Ospedali che erano troppo piccoli per i costi che dovevano essere sostenuti, si giustificò.

E fra questi, appunto, il Cabrini che, per quanto ritenuto piccolo, si sviluppava su 16 piani.



Cavoli, ma vi immaginate come si sarà incazzata la nostra amica Francesca quando l'ha saputo? 
Ma porca miseria, altro che "santa pazienza"! 
Con tutti gli sforzi che fece 114 anni prima per aprirlo! 

Niente da fare...

Ormai chiuso, nel 2006 l'edificio in cui sorgeva l'ultima sede è stato venduto per 130 milioni di dollari, con i quali vennero ripianati i debiti.
Le sue attrezzature furono dirottate verso altri ospedali.
Che peccato.
Davvero un peccato.

Non appena arrivò a Nuova York, nella prima lettera che scrisse al proprio padre spirituale, suor Francesca Saverio Cabrini scrisse: 

"Eccoci sulla banchina di New York, negli ultimi anni del diciannovesimo secolo. 
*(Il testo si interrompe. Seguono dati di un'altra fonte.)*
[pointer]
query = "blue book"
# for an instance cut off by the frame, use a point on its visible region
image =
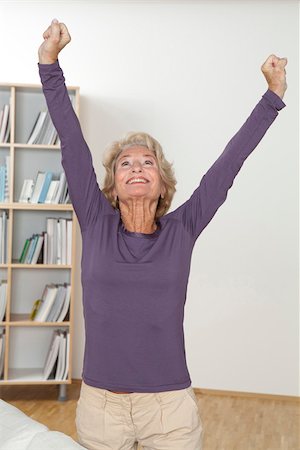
(44, 191)
(2, 183)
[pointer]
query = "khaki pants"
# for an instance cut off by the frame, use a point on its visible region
(157, 421)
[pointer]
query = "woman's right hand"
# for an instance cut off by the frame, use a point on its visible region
(56, 37)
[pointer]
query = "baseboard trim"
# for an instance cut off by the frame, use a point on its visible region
(200, 391)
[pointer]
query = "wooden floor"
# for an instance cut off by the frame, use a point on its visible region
(230, 422)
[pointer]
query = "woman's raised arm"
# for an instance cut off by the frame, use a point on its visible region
(86, 196)
(212, 191)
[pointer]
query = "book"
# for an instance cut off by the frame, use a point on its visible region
(3, 299)
(26, 192)
(65, 375)
(60, 369)
(52, 355)
(45, 187)
(37, 127)
(48, 299)
(66, 304)
(38, 185)
(4, 122)
(57, 305)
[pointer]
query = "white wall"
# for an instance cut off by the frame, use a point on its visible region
(189, 73)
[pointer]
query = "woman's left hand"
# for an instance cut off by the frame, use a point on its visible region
(274, 71)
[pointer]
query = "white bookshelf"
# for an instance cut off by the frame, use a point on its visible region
(27, 342)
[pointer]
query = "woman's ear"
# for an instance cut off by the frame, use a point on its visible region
(163, 192)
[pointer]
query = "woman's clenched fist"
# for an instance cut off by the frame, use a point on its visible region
(56, 37)
(274, 71)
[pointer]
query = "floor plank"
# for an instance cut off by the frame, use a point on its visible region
(230, 422)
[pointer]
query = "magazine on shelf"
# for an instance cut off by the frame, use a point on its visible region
(5, 123)
(48, 299)
(57, 305)
(27, 190)
(60, 368)
(66, 371)
(52, 355)
(4, 223)
(2, 351)
(3, 299)
(57, 361)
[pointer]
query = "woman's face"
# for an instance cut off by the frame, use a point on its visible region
(137, 175)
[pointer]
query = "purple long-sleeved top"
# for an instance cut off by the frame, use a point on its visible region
(134, 284)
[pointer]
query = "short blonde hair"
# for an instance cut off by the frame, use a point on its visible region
(165, 168)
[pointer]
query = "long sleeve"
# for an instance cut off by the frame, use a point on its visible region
(85, 194)
(212, 191)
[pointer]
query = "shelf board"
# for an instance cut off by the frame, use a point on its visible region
(29, 376)
(22, 320)
(37, 146)
(15, 265)
(37, 206)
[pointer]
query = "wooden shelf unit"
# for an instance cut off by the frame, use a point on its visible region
(27, 342)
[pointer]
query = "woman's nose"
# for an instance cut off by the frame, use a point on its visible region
(137, 167)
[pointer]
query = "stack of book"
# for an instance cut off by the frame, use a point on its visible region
(4, 180)
(4, 224)
(3, 295)
(53, 246)
(2, 349)
(5, 124)
(56, 366)
(45, 189)
(43, 131)
(54, 304)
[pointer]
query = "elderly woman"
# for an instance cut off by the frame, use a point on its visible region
(135, 267)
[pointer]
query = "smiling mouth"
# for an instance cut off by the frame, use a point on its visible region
(138, 181)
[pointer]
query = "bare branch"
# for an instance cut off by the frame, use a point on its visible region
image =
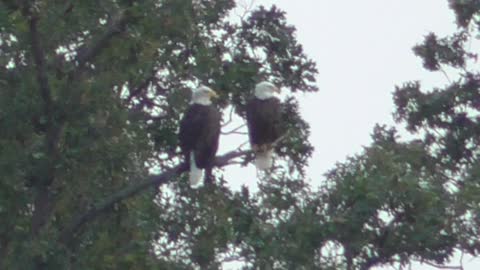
(39, 59)
(230, 117)
(130, 191)
(442, 266)
(235, 130)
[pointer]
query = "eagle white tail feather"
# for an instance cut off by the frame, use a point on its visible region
(264, 159)
(195, 172)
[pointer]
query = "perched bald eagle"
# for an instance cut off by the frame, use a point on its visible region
(264, 120)
(199, 133)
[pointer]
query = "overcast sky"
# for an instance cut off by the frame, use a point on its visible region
(362, 49)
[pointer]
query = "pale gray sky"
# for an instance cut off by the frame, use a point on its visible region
(362, 49)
Qui, alla ricerca di migliori condizioni di vita, vi sbarcano ogni anno fra cinquantamila e duecentomila italiani! 

Tutti sognano di far fortuna, ma intanto vengono relegati nei quartieri popolosi delle grandi città; d'estate, lavorano in qualità di manovali, scaricatori, muratori, minatori, o ferratori; d'inverno, eccoli ridotti alla disoccupazione. 
Ignorando la lingua, i «dagoes», come sono chiamati, sono ampiamente sfruttati".

Già, così venivano chiamati gli italiani: con quel termine derivato dalla parola "dagger", che significa "coltello", "accoltellatore". 
Soprannominati così perché gli italiani erano ritenuti più o meno tutti una manica di delinquenti, ognuno solito ad avere sempre con sé, un coltello. 
E ad usarlo con facilità...



L'8 settembre 1952, santa Maria Francesca Saverio Cabrini venne proclamata "Celeste Patrona di tutti gli emigranti".
Da allora, nel calendario cattolico sarebbe stata ricordata ogni 22 dicembre, giorno della sua morte.


"La missionaria non conosce distanze. 
Per lei, lo spazio, è un punto impercettibile".